Now Shutdown CRS stack (ASM instance) (On all nodes)

# crsctl stop crs –f


Step 2: Take a 10M dd backup just in case for all the disk that is having issues.

# dd if=/dev/oracleasm/disks/DATA_3 of=/tmp/DATA.dd bs=1M count=10

# dd if=/dev/oracleasm/disks/FLASH_3 of=/tmp/DATA.dd bs=1M count=10

tep 3: Repair the device header in the following way.

Repeat the following example procedure for the all affected devices.
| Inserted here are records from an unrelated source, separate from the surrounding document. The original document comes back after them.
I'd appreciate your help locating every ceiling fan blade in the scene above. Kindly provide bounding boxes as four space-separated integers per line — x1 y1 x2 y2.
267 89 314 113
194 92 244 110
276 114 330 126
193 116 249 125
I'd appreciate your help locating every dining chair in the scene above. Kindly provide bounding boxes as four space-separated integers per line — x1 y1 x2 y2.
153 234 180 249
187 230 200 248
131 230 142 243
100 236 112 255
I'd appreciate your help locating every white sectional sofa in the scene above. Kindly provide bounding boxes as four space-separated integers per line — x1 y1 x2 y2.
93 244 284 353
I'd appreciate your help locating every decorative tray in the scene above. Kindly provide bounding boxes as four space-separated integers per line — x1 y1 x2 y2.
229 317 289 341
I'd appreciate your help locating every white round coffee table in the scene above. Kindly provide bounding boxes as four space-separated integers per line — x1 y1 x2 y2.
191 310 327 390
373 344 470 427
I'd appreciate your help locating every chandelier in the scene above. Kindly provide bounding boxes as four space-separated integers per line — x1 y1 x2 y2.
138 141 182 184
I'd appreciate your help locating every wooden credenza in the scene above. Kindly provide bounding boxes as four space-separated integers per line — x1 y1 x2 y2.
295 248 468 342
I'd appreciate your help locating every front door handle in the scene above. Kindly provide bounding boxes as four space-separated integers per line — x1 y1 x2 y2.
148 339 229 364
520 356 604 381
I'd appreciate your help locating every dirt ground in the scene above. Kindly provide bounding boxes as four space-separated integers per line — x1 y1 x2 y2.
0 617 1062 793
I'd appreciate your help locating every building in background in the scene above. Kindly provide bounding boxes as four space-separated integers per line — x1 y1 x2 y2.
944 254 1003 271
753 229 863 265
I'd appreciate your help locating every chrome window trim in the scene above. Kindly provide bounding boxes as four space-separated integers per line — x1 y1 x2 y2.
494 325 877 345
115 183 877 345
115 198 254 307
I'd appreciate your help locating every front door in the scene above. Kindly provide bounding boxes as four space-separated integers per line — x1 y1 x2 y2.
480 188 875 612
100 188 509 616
Check AU (Allocation Unit) size for the disk in the following way for “AUS” option in kfed command:

# kfed read /dev/oracleasm/disks/FLASH_3 | grep ausize ## You will get output like below

kfdhdb.ausize:               1048576 ; 0x0bc: 0x00100000

Step 4: Now execute repair command:

# kfed repair /dev/oracleasm/disks/FLASH_3 aus=1048576 ## aus size should be same as you get from the above grep command

The above command needs to be executed for all disks having issue. Like below:

# kfed repair /dev/oracleasm/disks/DATA_3 aus=1048576

Once the repair command executed

Step 5) Now start ASM instance and then proceed with mounting DATA and FLASH diskgroup.

SQL> connect / as sysasm

SQL>  select GROUP_NUMBER, HEADER_STATUS, PATH from v$asm_disk where GROUP_NUMBER in (2,4);

:- Validate the header status column it should be MEMBER now

           2    MEMBER       ORCL:DATA_1

           2    MEMBER       ORCL:DATA_2

           2    MEMBER       ORCL:DATA_3

           4    MEMBER       ORCL:FLASH_1

           4    MEMBER       ORCL:FLASH_2

           4    MEMBER       ORCL:FLASH_3

SQL> alter diskgroup DATA mount;

SQL> alter diskgroup FLASH mount;


ep 6: Shutdown CRS stack cleanly as root:

# crsctl stop crs [-f]

Step 7: Once CRS is shutdown cleanly on all nodes startup crs serially on all cluster nodes as root

# crsctl start crs

Note: The above recovery procedure only works with the symptom (0xaa55 on 510th location on device header) described above. And there are many other possibilities causing PROVISIONED status in which the procedure above may not work and for that we need to open case with Oracle support.

Conclusion:

Oracle provides a very powerful “kfed” utility to read and write to the ASM disk header directly. This utility helps identifying and fixing the ASM disk header corruption quickly. Without this utility you might end up doing complete rebuild of ASM disks and perform restore of database in case of ASM disk header corruption.